On the acceptable debt-to-capital ratios, Sheikh Yusuf Talal DeLorenzo view is that these should in no way be understood as the final word on the matter. “This is because these ratios are the results of ijtihad or effort expended by qualified scholars of fiqh in disciplined academic research. As you know, recourse may be had to
ijtihad when there are no texts of direct relevance from the Qur’an or the Sunnah to indicate a Shari`ah ruling on a particular issue. Under such circumstances, it was the instruction of the Prophet, upon him be peace, to "exercise your learned opinion," or use ijtihad to arrive at a ruling. The rules governing the practice of ijtihad, the qualifications for practicing it, and the methodologies to be applied were developed by the jurists of the classical period. Then, within the limits of those rules, contemporary Islamic jurists have practiced ijtihad and arrived at the guidelines or screens for Shari`ah compliance of equities.” “In order to place a limit on the amount of interest that maybe tolerated in an Islamically-acceptable investment, scholars turned to ijtihad because there are no clear guidelines on the subject in the Qur’an or the Sunnah. Rather, they combed the texts of these revelational sources for something that might be considered of relevance, even if that something was mentioned in a different context. This is for there as on that evidence derived from the Qur’an or the Sunnah is stronger than the evidence of reason alone. This is a well-established legal principle; and this is why certain jurists, Abu Hanifah for example, held evidence from even a weak hadith to be more valid than the evidence of reason (qiyas) alone.”

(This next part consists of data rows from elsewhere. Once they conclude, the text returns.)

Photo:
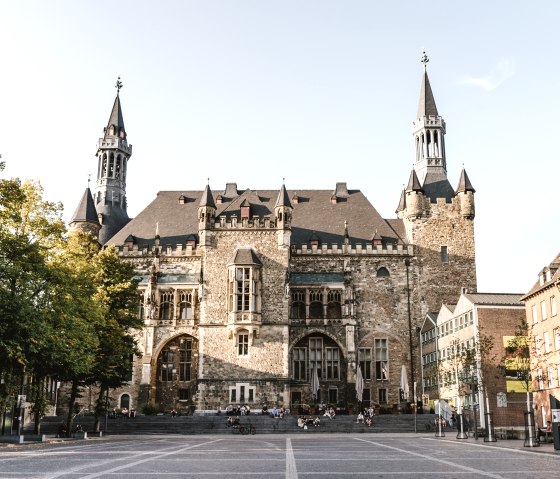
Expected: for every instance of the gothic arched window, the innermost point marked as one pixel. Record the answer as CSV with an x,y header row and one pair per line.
x,y
185,305
334,306
316,304
298,304
166,305
382,272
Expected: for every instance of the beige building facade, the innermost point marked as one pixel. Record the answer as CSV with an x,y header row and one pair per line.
x,y
471,339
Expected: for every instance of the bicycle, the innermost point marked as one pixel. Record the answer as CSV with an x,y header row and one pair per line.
x,y
244,430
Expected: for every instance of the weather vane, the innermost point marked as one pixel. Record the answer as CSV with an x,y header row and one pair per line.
x,y
424,59
118,85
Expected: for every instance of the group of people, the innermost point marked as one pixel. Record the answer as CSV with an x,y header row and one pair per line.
x,y
124,412
366,417
329,412
307,421
243,410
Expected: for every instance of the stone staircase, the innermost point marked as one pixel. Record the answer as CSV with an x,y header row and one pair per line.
x,y
215,424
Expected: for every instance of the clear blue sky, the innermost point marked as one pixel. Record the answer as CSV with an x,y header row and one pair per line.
x,y
313,91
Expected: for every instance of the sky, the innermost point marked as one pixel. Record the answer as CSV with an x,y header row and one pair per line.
x,y
316,92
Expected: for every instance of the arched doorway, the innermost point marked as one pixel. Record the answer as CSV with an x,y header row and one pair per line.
x,y
176,374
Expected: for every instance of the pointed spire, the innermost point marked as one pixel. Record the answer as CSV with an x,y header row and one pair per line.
x,y
86,209
427,104
464,183
207,199
283,198
116,118
413,182
402,201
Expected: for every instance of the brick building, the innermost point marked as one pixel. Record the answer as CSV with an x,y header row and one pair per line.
x,y
471,340
541,304
245,292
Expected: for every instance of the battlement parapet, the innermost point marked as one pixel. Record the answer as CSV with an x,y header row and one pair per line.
x,y
357,250
179,249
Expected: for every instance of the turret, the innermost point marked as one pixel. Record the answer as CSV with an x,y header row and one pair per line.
x,y
113,153
283,216
465,193
206,209
414,197
85,218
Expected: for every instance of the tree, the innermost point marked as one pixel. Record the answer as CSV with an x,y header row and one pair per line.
x,y
517,360
117,295
30,230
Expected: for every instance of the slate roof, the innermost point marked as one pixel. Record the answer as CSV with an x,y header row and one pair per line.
x,y
436,185
313,214
427,103
86,209
116,117
495,299
245,256
464,183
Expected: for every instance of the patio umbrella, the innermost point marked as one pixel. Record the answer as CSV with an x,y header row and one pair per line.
x,y
404,383
359,384
314,383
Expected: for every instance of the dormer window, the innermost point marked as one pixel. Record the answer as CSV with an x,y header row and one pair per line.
x,y
245,210
129,242
191,241
314,241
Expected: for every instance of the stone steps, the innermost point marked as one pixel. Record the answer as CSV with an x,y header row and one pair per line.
x,y
217,424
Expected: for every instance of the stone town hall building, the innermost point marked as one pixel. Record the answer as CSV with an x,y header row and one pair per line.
x,y
245,292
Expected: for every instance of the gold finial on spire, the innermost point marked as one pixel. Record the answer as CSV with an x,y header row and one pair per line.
x,y
424,59
118,85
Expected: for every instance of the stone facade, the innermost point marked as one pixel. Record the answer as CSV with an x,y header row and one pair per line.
x,y
246,294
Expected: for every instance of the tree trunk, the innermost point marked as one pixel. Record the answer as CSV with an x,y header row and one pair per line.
x,y
71,401
100,407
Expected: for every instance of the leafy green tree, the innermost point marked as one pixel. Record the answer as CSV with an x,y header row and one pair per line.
x,y
30,230
117,295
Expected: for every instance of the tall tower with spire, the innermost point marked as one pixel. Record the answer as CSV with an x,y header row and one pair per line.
x,y
113,152
429,138
438,220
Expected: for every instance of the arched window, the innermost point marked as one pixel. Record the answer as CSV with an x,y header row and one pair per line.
x,y
298,304
125,401
118,167
242,342
166,373
111,165
334,306
104,167
382,272
141,311
185,305
316,304
166,305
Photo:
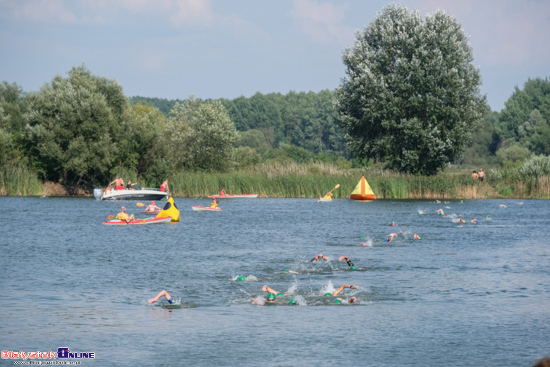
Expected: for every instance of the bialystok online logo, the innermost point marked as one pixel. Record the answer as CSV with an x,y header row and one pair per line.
x,y
62,353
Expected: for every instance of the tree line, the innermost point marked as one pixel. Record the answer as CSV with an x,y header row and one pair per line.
x,y
410,102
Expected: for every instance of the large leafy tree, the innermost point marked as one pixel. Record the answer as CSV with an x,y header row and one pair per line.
x,y
202,135
411,94
73,124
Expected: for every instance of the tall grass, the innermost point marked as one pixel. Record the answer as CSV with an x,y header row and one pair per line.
x,y
18,180
314,180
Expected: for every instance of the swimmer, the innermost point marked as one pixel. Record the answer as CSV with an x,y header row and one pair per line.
x,y
214,203
152,207
123,216
271,296
337,292
319,257
390,237
165,294
350,264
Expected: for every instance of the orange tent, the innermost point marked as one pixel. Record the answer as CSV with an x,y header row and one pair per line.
x,y
362,191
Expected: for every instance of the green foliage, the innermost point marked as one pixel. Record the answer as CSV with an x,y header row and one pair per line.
x,y
72,123
163,105
411,95
536,167
202,135
17,180
520,106
254,139
513,154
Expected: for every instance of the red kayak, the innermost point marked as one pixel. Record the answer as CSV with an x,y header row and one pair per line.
x,y
198,208
245,196
139,221
151,212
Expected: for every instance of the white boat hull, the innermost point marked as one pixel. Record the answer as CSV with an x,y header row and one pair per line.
x,y
143,194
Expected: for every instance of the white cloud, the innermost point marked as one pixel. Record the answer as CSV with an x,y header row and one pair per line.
x,y
322,21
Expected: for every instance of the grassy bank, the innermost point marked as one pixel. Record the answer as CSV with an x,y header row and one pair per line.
x,y
313,181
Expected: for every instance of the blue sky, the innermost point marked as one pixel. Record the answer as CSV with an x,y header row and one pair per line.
x,y
221,48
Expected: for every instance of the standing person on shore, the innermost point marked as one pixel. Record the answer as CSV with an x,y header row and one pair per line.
x,y
164,186
481,175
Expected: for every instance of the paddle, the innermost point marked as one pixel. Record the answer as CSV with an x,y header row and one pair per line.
x,y
335,187
139,220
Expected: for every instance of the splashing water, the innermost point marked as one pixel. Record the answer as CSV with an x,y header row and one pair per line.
x,y
367,243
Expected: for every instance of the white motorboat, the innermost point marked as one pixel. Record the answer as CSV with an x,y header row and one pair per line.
x,y
125,194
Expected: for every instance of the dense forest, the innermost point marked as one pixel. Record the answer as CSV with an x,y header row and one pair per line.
x,y
81,130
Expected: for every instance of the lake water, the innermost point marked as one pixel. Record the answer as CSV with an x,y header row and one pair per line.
x,y
472,296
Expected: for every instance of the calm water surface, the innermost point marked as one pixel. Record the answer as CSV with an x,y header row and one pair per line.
x,y
472,296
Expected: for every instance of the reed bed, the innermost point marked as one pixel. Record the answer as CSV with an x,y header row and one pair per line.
x,y
313,180
18,180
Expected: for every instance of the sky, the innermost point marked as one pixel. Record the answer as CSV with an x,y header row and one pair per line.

“Another of the screens prescribed by our scholars is that interest-based, non-operating income must be less than five percent of revenues. Now, it should be understood that the income of which we speak here is incidental income, or income separate of the income derived from the primary business of the company. The way this income comes about is that when companies receive payments for goods and services, they may not always be able to spend all of the money, and a cash reserve will begin to accumulate. Then, whether these reserves sit in bank accounts, or whether they are invested, short term, in interest-earning instruments like CDs, they will earn interest. It is this interest that we are concerned with. If it amounts to less than 5% of the company’s revenues, this too may be considered negligible. But, it must be calculated and cleansed. Fortunately, this sort of income is easily traces do in the balance sheets of corporations, and the matter of cleansing is relatively simple.”
“Finally, in regard to the screen on accounts receivable, the Shari`ah allows investing in shares of companies in which the primary business activity is deemed lawful if the accounts receivable do not represent the majority (more than 50%) of the total assets. Thus, if the primary business of the company is halal (permissible) and the sale methodology for obtaining corporate revenue is through installment payments, which may be deemed incidental or subordinate if the accounts receivable do not exceed 45% percent of the total assets, then investment in such a company will be permissible. It should be noted in this regard that if the receivables total more than fifty percent, the majority of the company’s dealings will actually be in money, and not in goods, services, and assets. “
“This position is consistent with the established and recognized Islamic juristic rule stating that what is not permitted independently may be permitted subordinately, cited in many contemporary fatwas (Shari’ah rulings). Therefore, if the accounts receivable do not exceed 45% of the total assets, consistent with the rule of majority determining ultimate judgment, an Islamic investor will not be prohibited from purchasing shares in such a company.”